Saxon raised an eyebrow. "What, that anti-augmentation bunch? The ones always whining about 'science gone too far'?"

"Why would the Tyrants be targeting him?" She turned to Lebedev. "He wants the same thing as the ones holding their leashes! Restriction and regulation of human augmentation technology. Why kill him?"

"More important," Powell broke in, "why haven't they done it already?" He glanced at Saxon. "This Federova woman. If she's already shadowing Taggart, could she ice him?"

He nodded. "In a heartbeat. She's a phantom. Could make it look like natural death and no one would ever know she'd been there."

Anna saw something on Saxon's face as he said the words. "What is it?"

"Powell's got a good point. If Taggart's the next mark, why isn't he a corpse?"

She studied the image for a moment, thinking back to what she recalled from the last series of briefings she'd had at the agency. "Search for a connection between Taggart and the United Nations," she told D-Bar.

New data unfolded before them. Anna saw images of the Palais des Nations, the foundation and European headquarters of the UN in Geneva.

"There's stuff here from a sealed memo to the Secret Service from the U.S. State Department," said the hacker. "Designating Taggart as a citizen of note. He's going to be part of the American delegation in a meeting with some of the movers and shakers at the UN."

"The vote," Lebedev muttered. "Taggart's going to the United Nations to spearhead the push for a ballot on augmentation control."

Saxon gave a dry chuckle. "Huh. Oh, yeah, now I get it. Makes sense." He glanced at Anna. "You want to know why Taggart is still breathing?

Because they don't want to kill him quietlike. They want to do it out in the open, in front of people. They want an event."

"The founder of the Humanity Front, murdered by an augmented killer in full view of the global media, on the steps of the Palais des Nations

…" Powell shook his head. "Can you imagine the fallout from that? Taggart becomes a martyr to his cause. His organization already has a lot of momentum. They lead the charge and do the work of the Illuminati for them. It's brilliant."

"Who?" Saxon asked, catching on the word, but Lebedev spoke over him.

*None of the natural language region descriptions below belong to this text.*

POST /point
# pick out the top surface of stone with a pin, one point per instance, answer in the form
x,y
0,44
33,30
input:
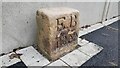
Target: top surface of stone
x,y
57,11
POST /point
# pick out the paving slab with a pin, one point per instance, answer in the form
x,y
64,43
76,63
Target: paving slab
x,y
90,29
108,22
19,64
30,56
75,58
58,63
7,61
83,42
90,49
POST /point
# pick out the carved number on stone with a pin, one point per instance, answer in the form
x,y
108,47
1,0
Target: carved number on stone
x,y
66,30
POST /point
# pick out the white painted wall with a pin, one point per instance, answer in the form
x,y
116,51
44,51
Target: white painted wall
x,y
113,10
0,27
19,22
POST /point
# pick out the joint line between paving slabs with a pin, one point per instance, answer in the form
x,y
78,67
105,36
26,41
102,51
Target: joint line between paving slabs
x,y
65,63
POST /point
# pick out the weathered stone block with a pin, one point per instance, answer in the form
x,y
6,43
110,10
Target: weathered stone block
x,y
57,31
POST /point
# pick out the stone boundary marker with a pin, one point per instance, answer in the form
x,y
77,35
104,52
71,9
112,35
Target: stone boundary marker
x,y
57,31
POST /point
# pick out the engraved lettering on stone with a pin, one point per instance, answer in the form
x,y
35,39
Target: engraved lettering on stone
x,y
66,30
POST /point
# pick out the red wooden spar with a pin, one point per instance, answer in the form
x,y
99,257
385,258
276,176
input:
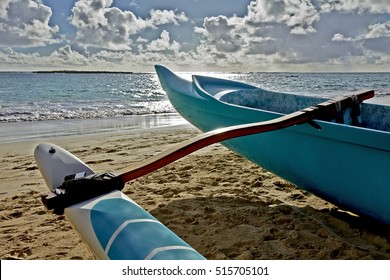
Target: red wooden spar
x,y
73,191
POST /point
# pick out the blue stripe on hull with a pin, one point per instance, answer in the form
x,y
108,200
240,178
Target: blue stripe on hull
x,y
118,221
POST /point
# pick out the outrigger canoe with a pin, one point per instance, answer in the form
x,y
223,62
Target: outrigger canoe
x,y
344,160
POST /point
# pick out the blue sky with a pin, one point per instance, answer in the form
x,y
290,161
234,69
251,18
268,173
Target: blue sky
x,y
195,35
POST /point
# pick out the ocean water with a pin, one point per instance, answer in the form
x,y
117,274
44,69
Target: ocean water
x,y
36,105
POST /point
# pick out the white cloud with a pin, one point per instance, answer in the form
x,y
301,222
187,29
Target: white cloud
x,y
25,23
101,25
360,6
160,17
375,31
299,15
163,43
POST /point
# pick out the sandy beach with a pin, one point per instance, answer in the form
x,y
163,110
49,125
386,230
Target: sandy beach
x,y
218,202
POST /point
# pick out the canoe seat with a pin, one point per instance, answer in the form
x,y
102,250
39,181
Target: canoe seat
x,y
372,116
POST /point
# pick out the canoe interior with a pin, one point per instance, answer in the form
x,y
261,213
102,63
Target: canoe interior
x,y
372,116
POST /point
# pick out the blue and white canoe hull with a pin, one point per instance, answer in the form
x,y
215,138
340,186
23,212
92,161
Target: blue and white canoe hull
x,y
112,225
344,164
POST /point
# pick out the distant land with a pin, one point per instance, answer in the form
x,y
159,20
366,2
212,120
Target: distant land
x,y
81,72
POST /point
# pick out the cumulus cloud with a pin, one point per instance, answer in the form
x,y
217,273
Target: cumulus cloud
x,y
25,23
360,6
163,43
299,15
375,31
101,25
222,32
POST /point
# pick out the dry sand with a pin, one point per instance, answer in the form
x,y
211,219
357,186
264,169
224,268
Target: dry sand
x,y
218,202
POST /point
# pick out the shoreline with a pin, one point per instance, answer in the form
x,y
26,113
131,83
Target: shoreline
x,y
11,132
220,203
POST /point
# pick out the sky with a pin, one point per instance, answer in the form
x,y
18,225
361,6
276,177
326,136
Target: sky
x,y
196,35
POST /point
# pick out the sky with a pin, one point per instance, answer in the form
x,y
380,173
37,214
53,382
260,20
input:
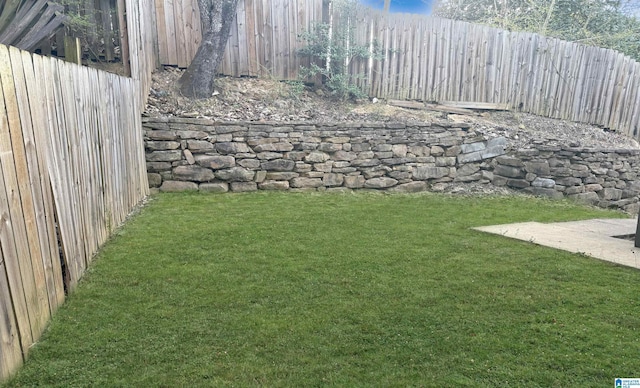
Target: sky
x,y
408,6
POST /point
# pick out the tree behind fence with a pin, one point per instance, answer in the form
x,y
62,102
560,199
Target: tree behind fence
x,y
429,59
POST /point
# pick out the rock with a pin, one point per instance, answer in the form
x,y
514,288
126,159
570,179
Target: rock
x,y
217,187
317,157
544,183
193,173
540,168
162,135
303,182
216,162
199,146
282,176
279,165
274,185
544,192
162,145
278,147
518,183
241,187
411,187
155,180
164,156
611,194
331,180
354,181
586,198
176,186
509,172
189,156
235,174
426,173
232,148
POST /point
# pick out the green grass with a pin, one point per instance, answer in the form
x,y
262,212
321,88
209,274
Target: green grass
x,y
303,290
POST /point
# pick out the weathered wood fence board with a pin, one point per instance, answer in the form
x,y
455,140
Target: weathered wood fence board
x,y
72,160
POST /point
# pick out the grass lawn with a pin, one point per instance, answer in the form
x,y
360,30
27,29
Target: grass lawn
x,y
303,290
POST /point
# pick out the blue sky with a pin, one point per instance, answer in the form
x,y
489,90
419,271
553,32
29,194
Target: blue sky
x,y
409,6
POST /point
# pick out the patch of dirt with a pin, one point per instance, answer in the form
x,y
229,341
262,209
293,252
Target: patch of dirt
x,y
254,99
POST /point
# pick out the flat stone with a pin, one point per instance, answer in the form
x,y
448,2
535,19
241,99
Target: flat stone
x,y
510,161
281,176
199,146
303,182
544,183
216,187
509,171
162,145
267,155
473,147
425,173
155,180
158,166
611,194
278,147
365,162
232,148
164,156
274,185
317,157
176,186
354,181
411,187
162,135
380,183
193,173
518,183
331,180
586,198
540,168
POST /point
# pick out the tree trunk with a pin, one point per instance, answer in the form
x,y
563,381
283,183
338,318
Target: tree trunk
x,y
216,17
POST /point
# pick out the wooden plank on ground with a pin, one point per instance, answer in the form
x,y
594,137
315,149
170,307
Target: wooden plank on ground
x,y
434,107
181,41
161,32
170,24
38,95
475,105
32,117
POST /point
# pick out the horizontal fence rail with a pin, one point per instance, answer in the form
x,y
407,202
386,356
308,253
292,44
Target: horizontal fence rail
x,y
429,59
72,167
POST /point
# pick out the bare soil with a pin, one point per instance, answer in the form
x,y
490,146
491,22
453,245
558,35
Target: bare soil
x,y
256,99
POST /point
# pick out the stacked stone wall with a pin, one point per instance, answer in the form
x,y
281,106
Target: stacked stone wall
x,y
198,154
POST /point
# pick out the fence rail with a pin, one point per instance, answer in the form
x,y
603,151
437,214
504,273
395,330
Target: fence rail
x,y
72,168
433,59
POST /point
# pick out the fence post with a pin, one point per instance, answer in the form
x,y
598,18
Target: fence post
x,y
124,40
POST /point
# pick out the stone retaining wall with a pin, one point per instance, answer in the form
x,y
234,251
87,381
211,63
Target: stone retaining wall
x,y
198,154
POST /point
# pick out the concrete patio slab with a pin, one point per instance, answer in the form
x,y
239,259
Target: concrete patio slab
x,y
593,238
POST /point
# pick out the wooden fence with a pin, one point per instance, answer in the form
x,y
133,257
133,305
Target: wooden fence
x,y
432,59
72,167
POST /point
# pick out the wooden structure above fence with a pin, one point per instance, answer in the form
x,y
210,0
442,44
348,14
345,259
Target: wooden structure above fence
x,y
72,168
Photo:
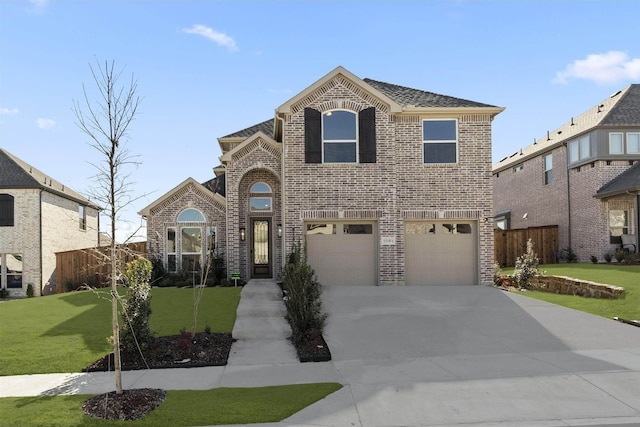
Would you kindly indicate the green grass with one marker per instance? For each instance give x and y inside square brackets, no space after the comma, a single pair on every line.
[181,408]
[67,332]
[627,276]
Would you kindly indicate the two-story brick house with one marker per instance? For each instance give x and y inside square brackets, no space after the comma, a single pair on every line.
[39,216]
[582,177]
[385,184]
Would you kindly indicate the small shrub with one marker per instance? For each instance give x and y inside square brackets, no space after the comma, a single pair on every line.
[303,303]
[526,267]
[135,331]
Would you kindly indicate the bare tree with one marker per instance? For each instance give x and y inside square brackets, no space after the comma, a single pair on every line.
[106,121]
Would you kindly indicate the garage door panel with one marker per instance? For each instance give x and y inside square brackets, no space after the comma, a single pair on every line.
[441,253]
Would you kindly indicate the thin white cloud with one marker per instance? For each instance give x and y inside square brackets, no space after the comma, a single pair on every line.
[45,123]
[8,111]
[602,68]
[217,37]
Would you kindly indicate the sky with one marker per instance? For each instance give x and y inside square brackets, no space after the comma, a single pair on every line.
[205,69]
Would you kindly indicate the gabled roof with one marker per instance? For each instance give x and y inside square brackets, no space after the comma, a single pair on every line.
[408,97]
[620,109]
[265,127]
[628,180]
[17,174]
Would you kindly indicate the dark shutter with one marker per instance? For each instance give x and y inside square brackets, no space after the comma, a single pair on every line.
[312,136]
[367,125]
[6,210]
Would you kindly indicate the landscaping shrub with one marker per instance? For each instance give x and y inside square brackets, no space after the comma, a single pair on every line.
[302,295]
[526,267]
[135,331]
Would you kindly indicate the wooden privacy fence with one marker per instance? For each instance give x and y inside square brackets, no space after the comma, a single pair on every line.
[510,244]
[89,266]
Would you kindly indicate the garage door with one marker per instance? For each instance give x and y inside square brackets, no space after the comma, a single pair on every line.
[441,253]
[343,254]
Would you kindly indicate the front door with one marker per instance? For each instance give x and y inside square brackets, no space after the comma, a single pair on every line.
[261,248]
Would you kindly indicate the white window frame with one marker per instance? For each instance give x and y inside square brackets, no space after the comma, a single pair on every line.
[341,141]
[548,169]
[438,141]
[619,143]
[633,136]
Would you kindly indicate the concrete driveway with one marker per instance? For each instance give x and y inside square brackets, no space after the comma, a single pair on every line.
[441,356]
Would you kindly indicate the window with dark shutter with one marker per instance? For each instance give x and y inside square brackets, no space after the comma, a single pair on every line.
[312,136]
[367,143]
[6,210]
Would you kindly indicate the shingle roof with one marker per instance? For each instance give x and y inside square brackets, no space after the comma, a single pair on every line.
[406,96]
[15,173]
[620,109]
[628,180]
[266,127]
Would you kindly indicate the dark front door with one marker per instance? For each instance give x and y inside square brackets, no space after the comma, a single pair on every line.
[261,248]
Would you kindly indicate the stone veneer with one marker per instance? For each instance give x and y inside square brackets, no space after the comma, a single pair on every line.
[570,286]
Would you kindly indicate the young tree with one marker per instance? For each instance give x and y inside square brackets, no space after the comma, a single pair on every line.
[106,122]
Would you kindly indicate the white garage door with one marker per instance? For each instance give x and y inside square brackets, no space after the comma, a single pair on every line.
[441,253]
[343,253]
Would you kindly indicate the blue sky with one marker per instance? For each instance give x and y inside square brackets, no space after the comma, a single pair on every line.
[209,68]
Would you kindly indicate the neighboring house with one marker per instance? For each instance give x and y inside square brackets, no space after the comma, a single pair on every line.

"It's what they do. They find others and manipulate them into following their agenda." He frowned. "How long until Taggart arrives in

Geneva?"

"His flight lands in Switzerland around midday our time," said D-Bar. "According to this, eighteen hours later he's at the UN to give his speech.

We got less than a day before they waste him."

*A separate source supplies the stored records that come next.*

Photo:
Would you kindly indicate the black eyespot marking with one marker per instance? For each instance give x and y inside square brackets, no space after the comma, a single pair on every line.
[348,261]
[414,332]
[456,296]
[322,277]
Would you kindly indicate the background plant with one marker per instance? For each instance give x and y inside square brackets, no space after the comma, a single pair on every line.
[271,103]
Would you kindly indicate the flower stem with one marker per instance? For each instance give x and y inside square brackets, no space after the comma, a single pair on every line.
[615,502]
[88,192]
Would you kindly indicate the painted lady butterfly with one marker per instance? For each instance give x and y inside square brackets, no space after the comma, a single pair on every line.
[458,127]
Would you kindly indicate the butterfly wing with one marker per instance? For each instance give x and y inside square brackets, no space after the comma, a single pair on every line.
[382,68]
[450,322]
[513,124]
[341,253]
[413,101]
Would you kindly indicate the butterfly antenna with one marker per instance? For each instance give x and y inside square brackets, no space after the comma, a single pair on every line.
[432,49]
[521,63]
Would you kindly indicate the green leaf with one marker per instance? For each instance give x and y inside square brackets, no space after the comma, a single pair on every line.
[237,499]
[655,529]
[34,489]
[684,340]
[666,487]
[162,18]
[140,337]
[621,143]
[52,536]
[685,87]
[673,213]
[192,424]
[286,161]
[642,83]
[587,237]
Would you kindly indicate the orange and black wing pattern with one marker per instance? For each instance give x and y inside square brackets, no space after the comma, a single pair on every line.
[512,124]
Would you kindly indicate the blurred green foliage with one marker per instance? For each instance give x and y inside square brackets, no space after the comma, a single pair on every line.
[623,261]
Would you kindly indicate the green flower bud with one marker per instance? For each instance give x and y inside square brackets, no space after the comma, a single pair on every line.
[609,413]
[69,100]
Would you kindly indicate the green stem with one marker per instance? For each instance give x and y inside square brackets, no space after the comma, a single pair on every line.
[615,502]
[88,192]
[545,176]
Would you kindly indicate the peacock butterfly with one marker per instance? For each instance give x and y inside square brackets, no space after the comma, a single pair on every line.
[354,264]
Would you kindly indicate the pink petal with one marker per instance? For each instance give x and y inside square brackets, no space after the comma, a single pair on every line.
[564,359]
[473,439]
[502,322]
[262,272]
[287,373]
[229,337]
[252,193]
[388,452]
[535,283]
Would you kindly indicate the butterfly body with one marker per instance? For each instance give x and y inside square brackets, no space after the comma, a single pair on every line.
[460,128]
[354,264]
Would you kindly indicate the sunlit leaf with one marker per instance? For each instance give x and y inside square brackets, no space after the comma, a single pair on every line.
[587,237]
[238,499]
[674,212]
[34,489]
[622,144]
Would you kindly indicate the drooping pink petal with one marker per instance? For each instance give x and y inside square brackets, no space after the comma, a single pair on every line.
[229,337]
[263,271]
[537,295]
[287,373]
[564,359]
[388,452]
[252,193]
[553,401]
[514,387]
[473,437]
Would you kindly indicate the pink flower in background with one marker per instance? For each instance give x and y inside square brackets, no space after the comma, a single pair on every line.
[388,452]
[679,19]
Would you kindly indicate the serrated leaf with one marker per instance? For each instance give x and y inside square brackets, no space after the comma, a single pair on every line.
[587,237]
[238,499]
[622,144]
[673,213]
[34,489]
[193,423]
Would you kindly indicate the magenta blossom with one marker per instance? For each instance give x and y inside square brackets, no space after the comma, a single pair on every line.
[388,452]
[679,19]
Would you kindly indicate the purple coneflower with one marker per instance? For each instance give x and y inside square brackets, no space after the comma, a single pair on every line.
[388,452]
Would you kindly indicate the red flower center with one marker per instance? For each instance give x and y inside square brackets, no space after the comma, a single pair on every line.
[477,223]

Powell drew himself up. "We've got to stop the kill from going down."

Lebedev nodded. "I'll contact our colleagues in France, get them to mobilize."

"That won't be enough," Powell insisted. "We need to be there. I'll assemble a unit. You get us some transport."

Anna watched the other man mulling it over. "All right," he said after a moment. "It can be done."

Powell gestured toward Saxon. "I want him to come with us."

Saxon snorted. "You trust me now, all of a sudden?"

Powell ignored the question. "He can provide visual identification of any Tyrant operatives."

"Fine by me," grunted the soldier.

Lebedev nodded again. "Agreed." He turned to the hacker. "D-Bar, gather your gear. You're going along as well."